第6話因縁と約束

 闇ギルドを出て、血のように真っ赤な夕陽が沈み行く街並みを歩いていると、顔も見たくない奴らに遭遇した。


「ゲヒヒヒ。ヨハンの旦那。ご機嫌よろしいようで」

「……最低のクズに会ったわね」


 一人はご機嫌を伺うように、頭に載せた帽子を取って深く小粋に挨拶をする老人。

 もう一人はこの世全ての闘争と疫病の原因が俺にあるかのような憎悪を向ける女。

 老人はネーレウス。

 女はエキドナという。


「旦那でもクズもねえよ。

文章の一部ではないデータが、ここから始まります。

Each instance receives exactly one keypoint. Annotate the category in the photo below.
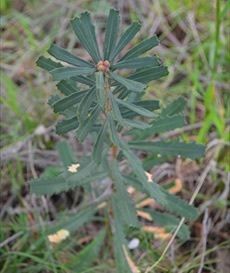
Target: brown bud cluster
(103, 66)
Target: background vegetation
(195, 45)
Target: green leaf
(141, 48)
(160, 125)
(111, 32)
(138, 109)
(67, 87)
(69, 101)
(170, 223)
(100, 89)
(63, 55)
(129, 84)
(98, 147)
(85, 127)
(137, 63)
(151, 105)
(89, 253)
(66, 125)
(118, 243)
(65, 153)
(75, 221)
(174, 108)
(85, 105)
(125, 122)
(121, 201)
(64, 73)
(170, 202)
(149, 74)
(47, 63)
(126, 37)
(171, 148)
(66, 181)
(50, 65)
(85, 31)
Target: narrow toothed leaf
(85, 105)
(151, 105)
(170, 202)
(69, 101)
(66, 125)
(128, 83)
(126, 37)
(98, 147)
(141, 48)
(125, 122)
(85, 32)
(73, 222)
(63, 55)
(65, 182)
(67, 87)
(149, 74)
(64, 73)
(171, 148)
(86, 126)
(47, 63)
(100, 89)
(112, 27)
(138, 109)
(137, 63)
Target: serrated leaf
(127, 83)
(170, 223)
(67, 87)
(98, 147)
(75, 221)
(65, 153)
(160, 125)
(138, 109)
(170, 202)
(85, 127)
(141, 48)
(47, 63)
(84, 259)
(69, 101)
(50, 65)
(85, 31)
(125, 122)
(65, 56)
(100, 89)
(149, 74)
(64, 73)
(151, 105)
(85, 105)
(66, 181)
(137, 63)
(121, 201)
(171, 148)
(126, 37)
(174, 108)
(111, 32)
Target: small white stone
(134, 243)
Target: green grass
(198, 58)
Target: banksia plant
(97, 101)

ヨハンと呼べ」

「……人殺しのクズに何を言おうが勝手でしょ」


 エキドナは鼻息を鳴らしながら悪態をつく。

 一方のネーレウスは「お若いですな」と笑っている。


 エキドナは相変わらず血に染まった赤黒いローブを羽織っている。その内側には奴の仕事に役立つ手術道具が仕込んである。顔だけは良いので何も知らない男に誘われることが多いが、肩に手を置いた瞬間、手の甲にメスという刃物を突き刺されたという話を聞いている。まさに『戦慄女医』という悪名が相応しい。

 こいつが俺を敵視しているのは、親しかった患者を俺が殺したからだ。それ以来、どうにかして俺を殺そうと企んでいる。

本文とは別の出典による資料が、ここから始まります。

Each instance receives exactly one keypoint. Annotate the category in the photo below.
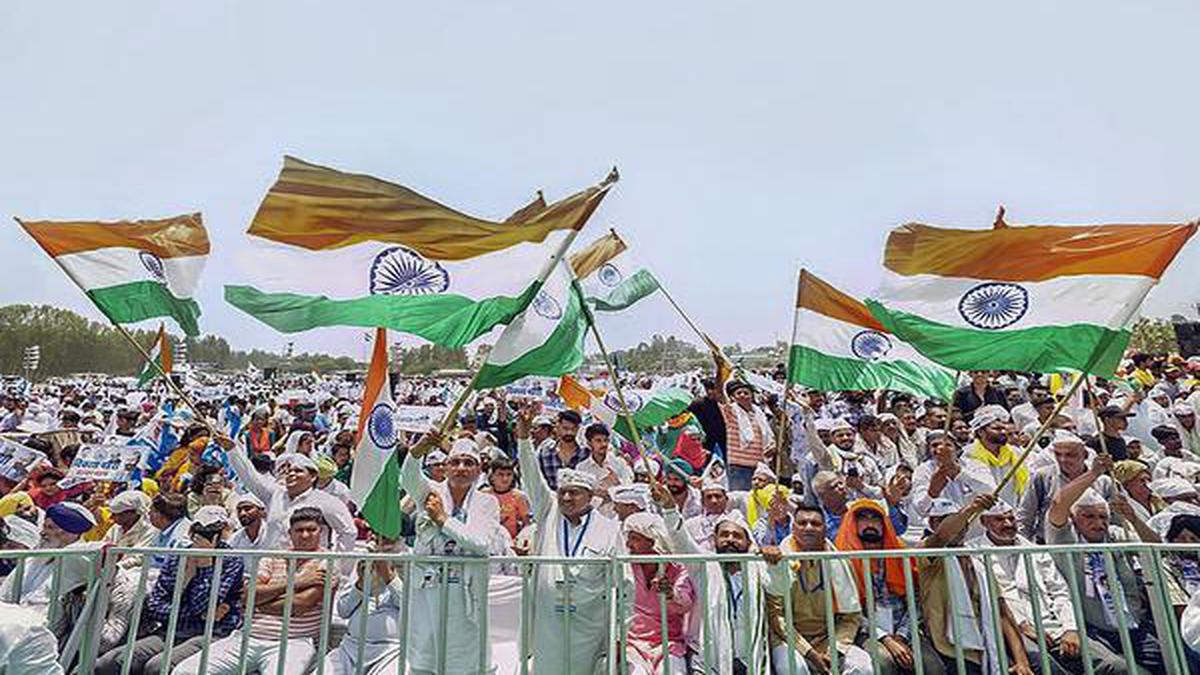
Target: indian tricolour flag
(375, 481)
(329, 248)
(1029, 298)
(160, 354)
(838, 346)
(132, 270)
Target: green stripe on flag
(381, 509)
(640, 285)
(139, 300)
(660, 407)
(447, 320)
(562, 353)
(827, 372)
(1043, 348)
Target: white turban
(987, 414)
(571, 478)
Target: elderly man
(299, 489)
(867, 527)
(959, 583)
(456, 520)
(191, 613)
(989, 425)
(1069, 463)
(575, 593)
(805, 580)
(737, 602)
(267, 628)
(1080, 514)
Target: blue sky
(751, 138)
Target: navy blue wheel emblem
(400, 270)
(154, 266)
(610, 275)
(382, 425)
(546, 306)
(870, 345)
(994, 305)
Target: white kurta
(468, 531)
(573, 604)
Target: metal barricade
(505, 640)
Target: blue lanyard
(568, 549)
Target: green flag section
(1029, 298)
(838, 346)
(648, 407)
(160, 354)
(329, 248)
(546, 339)
(625, 293)
(375, 479)
(132, 270)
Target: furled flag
(838, 346)
(610, 285)
(132, 270)
(375, 481)
(329, 248)
(159, 354)
(1031, 298)
(545, 339)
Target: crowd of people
(749, 467)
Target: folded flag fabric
(132, 270)
(375, 479)
(329, 248)
(1029, 298)
(160, 354)
(838, 346)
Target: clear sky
(751, 138)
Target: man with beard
(989, 424)
(457, 520)
(561, 451)
(714, 499)
(571, 622)
(868, 529)
(1071, 463)
(804, 580)
(957, 586)
(737, 603)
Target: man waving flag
(1031, 298)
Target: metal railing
(520, 574)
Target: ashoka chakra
(994, 305)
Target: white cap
(571, 478)
(23, 532)
(465, 447)
(210, 515)
(130, 500)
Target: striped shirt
(304, 623)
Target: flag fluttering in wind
(375, 479)
(546, 338)
(838, 345)
(159, 354)
(611, 285)
(132, 270)
(339, 249)
(1029, 298)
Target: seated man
(306, 529)
(805, 581)
(192, 610)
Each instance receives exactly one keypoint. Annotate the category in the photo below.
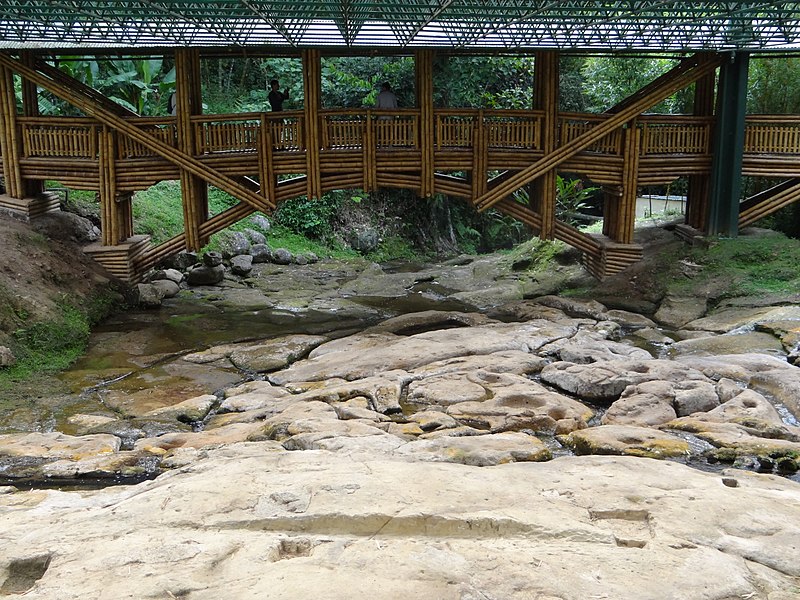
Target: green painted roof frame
(633, 25)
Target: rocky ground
(540, 448)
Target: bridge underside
(482, 156)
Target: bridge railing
(772, 134)
(573, 125)
(45, 137)
(675, 134)
(78, 137)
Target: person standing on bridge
(276, 97)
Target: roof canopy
(644, 25)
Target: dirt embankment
(39, 275)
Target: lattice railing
(772, 134)
(68, 138)
(665, 134)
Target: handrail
(454, 129)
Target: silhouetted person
(276, 97)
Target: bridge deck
(369, 149)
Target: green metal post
(726, 166)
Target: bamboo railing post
(265, 157)
(542, 192)
(30, 108)
(312, 85)
(10, 136)
(625, 216)
(698, 193)
(188, 102)
(423, 69)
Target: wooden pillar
(30, 108)
(423, 70)
(542, 192)
(698, 194)
(726, 167)
(312, 86)
(188, 102)
(9, 136)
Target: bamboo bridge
(482, 156)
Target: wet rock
(364, 240)
(167, 274)
(281, 256)
(516, 403)
(180, 261)
(575, 307)
(7, 358)
(205, 275)
(627, 440)
(166, 287)
(241, 265)
(446, 389)
(261, 253)
(124, 464)
(233, 243)
(479, 451)
(149, 295)
(255, 237)
(628, 319)
(189, 411)
(605, 381)
(676, 312)
(66, 226)
(412, 352)
(212, 259)
(732, 343)
(273, 354)
(589, 347)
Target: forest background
(390, 224)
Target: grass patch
(48, 346)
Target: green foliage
(309, 217)
(751, 264)
(774, 86)
(608, 80)
(158, 212)
(48, 346)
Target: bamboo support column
(9, 140)
(370, 171)
(423, 69)
(188, 102)
(542, 192)
(312, 84)
(269, 179)
(480, 158)
(698, 194)
(109, 222)
(30, 108)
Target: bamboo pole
(171, 154)
(698, 193)
(543, 191)
(10, 138)
(423, 66)
(312, 84)
(690, 70)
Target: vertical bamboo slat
(312, 82)
(10, 139)
(423, 64)
(543, 190)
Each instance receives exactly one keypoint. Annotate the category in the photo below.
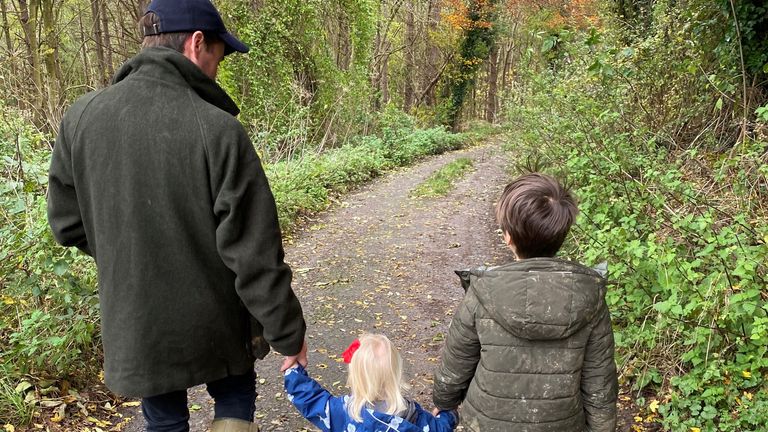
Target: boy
(530, 347)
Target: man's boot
(233, 425)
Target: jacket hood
(374, 420)
(170, 65)
(540, 298)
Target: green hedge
(49, 315)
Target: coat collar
(170, 65)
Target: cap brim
(233, 44)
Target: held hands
(300, 358)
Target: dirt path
(380, 261)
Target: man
(155, 179)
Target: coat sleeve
(249, 240)
(599, 382)
(309, 397)
(444, 421)
(460, 357)
(63, 207)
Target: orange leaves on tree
(469, 14)
(564, 13)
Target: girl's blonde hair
(375, 378)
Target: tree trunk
(52, 66)
(97, 39)
(376, 69)
(432, 51)
(410, 57)
(493, 77)
(6, 29)
(384, 77)
(28, 18)
(84, 52)
(107, 41)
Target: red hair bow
(347, 355)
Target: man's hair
(375, 375)
(175, 41)
(536, 212)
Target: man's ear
(193, 45)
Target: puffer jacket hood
(530, 348)
(553, 298)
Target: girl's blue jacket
(329, 412)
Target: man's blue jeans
(234, 397)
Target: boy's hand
(300, 358)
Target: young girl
(376, 402)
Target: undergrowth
(675, 205)
(49, 312)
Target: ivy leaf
(60, 267)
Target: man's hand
(300, 358)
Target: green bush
(679, 213)
(303, 185)
(49, 329)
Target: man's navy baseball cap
(189, 16)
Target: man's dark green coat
(155, 178)
(531, 349)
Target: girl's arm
(443, 421)
(309, 397)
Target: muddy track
(380, 261)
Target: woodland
(654, 111)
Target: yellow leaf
(654, 405)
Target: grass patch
(442, 180)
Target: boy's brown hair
(537, 213)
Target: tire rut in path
(381, 262)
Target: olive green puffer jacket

 ネーレウスは一見、笑い声以外は老成した洒落者の好々爺に見えるが、自由都市ソロモンに存在する五つのギルドの一つ、『武器商人ギルド』の長である。本来なら俺のことを旦那と呼ぶような立場ではないが、敢えてそう呼ぶ。小馬鹿にしているのだろう。こうして何気なく歩いていても、おそらくボディーガードが複数人で守っているのだ。現に未熟な奴が一人居るようで、裏路地から俺を警戒している。

 このじじいとはいろいろ武器の取引をしたり、闇ギルドを通じて暗殺を頼まれたりしている。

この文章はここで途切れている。